Last month's 638-page Retirement Income Review final report gave the Morrison government a path to hold the superannuation guarantee (SG) at 9.5 per cent of wages rather than lift it to 10 per cent in July as planned, some super specialists say.

There are mixed views as to whether the government will halt legislated changes that see the SG rising to 12 per cent by 2025.

The review says Australia's current retirement saving system works well and warns increasing the SG will affect take-home wages.

Financial strategist Theo Marinis says the review gives the government an opportunity to say 9.5 per cent super delivers a good outcome - "you just have to dip into the equity of your home".

Marinis says compulsory super since 1991 has hugely improved Australians' savings: "we have $3 trillion in super which we wouldn't have had if it wasn't for compulsion."

"If the government won't increase it, you should do it," he says.

Alex and Duane Hughes with children Hayden, seven, Harrison, two, and Hudson, one. Picture: Dean Martin
Alex and Duane Hughes with children Hayden, seven, Harrison, two, and Hudson, one. Picture: Dean Martin

"Salary sacrifice that half a per cent into super, and if you can afford to do more, aim to do more."

Small extra contributions aren't noticed much now but will reward you later, Marinis says.

"The secret of super is compound interest, and you pay less tax in super than you would externally," he says.

Alex Hughes and husband Duane, both 45, work in their family business GE Hughes Construction Co and are maximising the concessional contributions they put into super each year, which also delivers them tax deductions.

"I always think long term," she says.

"Having that flexibility later in life to do what you want is a great thing.

"We are hoping to give a good start to our children as well."

QSuper chief of member experience Jason Murray says the rise to 12 per cent requires legislative changes to halt it, and "there is currently no legislation on the table to stop the increase".

Murray says it's important to first understand what you want from your retirement.

"There are plenty of free, online tools such as the government's MoneySmart retirement planner calculator that can help you work out what you need and whether you are on track to achieve it," he says.

QSuper chief of member experience Jason Murray. Picture: Supplied
QSuper chief of member experience Jason Murray.
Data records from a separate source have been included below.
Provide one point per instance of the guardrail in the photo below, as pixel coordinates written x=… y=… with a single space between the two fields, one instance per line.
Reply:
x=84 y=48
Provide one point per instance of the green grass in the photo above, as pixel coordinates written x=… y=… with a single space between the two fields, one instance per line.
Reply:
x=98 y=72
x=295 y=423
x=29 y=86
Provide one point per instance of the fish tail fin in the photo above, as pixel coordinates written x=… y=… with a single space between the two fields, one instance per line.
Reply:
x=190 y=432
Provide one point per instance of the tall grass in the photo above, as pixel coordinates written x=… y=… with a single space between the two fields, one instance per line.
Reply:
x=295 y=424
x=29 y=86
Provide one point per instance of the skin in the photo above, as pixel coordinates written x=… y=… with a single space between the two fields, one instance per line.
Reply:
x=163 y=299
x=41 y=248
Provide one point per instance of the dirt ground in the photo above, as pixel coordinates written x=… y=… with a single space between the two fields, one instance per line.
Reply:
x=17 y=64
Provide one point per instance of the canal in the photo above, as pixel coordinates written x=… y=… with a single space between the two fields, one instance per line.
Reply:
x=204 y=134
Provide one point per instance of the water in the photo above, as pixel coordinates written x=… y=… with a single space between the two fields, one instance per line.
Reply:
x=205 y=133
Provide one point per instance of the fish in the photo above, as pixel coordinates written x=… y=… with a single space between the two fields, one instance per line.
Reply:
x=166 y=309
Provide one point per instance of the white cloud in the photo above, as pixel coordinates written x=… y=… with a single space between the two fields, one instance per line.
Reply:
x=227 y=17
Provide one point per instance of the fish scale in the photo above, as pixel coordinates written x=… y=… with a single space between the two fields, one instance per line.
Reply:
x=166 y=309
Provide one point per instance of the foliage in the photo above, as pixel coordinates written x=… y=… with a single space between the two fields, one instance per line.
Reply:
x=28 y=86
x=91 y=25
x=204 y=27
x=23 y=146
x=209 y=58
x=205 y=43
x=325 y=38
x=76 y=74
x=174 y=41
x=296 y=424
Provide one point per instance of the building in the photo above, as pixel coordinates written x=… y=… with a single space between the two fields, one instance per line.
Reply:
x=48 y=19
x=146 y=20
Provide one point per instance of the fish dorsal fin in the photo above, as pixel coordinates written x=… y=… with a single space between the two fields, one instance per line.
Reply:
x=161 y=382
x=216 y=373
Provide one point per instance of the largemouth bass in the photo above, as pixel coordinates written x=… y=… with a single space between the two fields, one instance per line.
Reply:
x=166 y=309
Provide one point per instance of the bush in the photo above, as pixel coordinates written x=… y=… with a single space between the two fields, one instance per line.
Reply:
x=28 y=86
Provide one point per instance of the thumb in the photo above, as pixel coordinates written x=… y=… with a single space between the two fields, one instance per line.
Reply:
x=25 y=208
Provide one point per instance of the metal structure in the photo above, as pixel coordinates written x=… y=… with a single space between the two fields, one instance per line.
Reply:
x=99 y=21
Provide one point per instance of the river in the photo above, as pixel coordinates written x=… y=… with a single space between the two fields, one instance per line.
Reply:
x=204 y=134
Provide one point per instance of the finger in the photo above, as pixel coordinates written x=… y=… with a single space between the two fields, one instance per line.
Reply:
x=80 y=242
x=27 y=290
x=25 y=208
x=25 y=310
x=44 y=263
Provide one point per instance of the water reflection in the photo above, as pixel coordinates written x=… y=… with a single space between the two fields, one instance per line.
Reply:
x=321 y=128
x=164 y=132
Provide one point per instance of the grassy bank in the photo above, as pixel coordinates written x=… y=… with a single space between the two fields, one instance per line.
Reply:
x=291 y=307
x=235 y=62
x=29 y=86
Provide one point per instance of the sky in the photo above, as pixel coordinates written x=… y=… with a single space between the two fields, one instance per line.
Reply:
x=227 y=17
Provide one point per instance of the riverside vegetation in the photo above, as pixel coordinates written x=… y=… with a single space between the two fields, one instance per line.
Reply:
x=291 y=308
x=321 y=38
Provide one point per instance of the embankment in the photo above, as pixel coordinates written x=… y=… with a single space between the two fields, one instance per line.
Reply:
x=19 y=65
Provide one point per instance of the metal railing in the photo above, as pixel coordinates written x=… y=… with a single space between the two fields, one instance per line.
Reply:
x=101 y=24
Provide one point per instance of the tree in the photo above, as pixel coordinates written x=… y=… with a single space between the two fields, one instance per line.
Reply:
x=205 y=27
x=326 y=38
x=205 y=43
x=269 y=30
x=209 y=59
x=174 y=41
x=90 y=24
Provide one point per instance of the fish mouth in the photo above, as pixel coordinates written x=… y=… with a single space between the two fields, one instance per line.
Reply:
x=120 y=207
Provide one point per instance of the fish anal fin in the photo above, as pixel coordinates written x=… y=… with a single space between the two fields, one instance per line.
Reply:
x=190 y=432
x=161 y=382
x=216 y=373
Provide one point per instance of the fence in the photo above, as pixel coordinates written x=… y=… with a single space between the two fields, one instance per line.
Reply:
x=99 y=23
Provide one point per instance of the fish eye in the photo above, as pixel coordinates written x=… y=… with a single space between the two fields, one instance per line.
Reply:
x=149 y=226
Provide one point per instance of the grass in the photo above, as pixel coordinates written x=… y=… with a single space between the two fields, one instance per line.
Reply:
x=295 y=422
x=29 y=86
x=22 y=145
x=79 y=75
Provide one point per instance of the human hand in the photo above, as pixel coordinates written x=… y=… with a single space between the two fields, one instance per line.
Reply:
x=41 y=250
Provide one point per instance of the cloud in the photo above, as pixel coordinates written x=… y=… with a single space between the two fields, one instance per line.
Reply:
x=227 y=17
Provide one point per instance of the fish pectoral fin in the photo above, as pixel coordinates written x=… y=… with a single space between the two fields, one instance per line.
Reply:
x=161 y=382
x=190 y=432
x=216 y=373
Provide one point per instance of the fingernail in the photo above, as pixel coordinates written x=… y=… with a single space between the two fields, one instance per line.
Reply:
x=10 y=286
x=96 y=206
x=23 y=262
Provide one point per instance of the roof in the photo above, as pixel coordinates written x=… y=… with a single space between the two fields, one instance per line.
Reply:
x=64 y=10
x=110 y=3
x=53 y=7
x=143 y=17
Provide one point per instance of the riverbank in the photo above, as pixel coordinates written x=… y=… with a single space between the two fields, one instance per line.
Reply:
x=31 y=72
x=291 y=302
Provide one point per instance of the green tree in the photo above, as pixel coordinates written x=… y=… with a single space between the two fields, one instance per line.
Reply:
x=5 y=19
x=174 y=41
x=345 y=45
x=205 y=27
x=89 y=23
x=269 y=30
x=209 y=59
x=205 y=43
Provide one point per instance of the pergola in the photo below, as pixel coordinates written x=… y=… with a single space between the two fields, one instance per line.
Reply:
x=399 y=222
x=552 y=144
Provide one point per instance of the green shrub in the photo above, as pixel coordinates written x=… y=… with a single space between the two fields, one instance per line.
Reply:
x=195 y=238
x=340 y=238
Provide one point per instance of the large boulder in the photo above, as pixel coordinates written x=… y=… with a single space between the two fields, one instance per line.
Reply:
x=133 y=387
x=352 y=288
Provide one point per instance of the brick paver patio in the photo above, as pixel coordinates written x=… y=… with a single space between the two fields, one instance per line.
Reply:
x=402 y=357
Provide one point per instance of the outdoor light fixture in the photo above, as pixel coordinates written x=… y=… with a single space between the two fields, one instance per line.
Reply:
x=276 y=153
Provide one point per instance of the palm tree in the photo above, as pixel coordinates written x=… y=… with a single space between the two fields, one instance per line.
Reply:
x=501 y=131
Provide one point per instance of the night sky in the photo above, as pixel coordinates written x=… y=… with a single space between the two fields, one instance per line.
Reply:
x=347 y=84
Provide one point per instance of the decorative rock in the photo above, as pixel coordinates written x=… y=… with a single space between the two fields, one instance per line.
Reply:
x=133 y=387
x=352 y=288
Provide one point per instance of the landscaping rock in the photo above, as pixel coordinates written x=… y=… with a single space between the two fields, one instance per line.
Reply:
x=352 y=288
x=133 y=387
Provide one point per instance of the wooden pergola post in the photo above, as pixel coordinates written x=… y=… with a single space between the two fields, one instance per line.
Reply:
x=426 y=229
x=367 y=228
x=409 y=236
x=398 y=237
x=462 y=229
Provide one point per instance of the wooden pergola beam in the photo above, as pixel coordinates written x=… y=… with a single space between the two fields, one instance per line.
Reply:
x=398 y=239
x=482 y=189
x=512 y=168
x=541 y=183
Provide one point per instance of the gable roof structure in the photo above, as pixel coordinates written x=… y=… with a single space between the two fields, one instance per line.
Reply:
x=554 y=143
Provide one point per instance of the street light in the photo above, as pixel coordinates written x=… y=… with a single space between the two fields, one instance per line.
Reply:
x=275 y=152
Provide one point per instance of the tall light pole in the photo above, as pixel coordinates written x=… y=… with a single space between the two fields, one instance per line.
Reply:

Picture: Supplied

Regular extra contributions make a big difference in the long term, Murray says.

"For example, contributing just $20 per week from your take home pay over 30 years can add more than $85,000 to your income in retirement," he says.

"Finding lost and unclaimed super and consolidating your accounts to take advantage of the compound interest on a larger balance and fewer fees will also give your retirement savings a boost."

Retirement coach and founder of 64PLUS Dr Jon Glass does not expect compulsory super to rise to 12 per cent "any time soon" and says people 10-15 years out from retirement should do a two-step analysis:

"What kind of lifestyle do you want to have? For example, do you wish to go travelling often, occasionally overseas?" he says.

"Then, estimate the annual spend that will be required to support that lifestyle, and match it to your actual superannuation savings."

Glass says super savers should be flexible, work to change bad habits around savings and consumption, and do some research on how compound interest works.

"The investment industry sometimes falls short in its task of educating investors," he says.

"You need to understand the long-term benefits of putting money into superannuation early and regularly."


• Make extra tax-deductible contributions through salary sacrifice or other personal injections.

• Use government incentives and tax breaks to boost your spouse's super.

• Lower income workers can access the $500 government co contribution annually.

• Check that your mix of assets in super will give you the strongest long-term growth.

• Don't chop and change investments when financial markets get volatile.

• Find lost super and combine multiple accounts to save money of fees.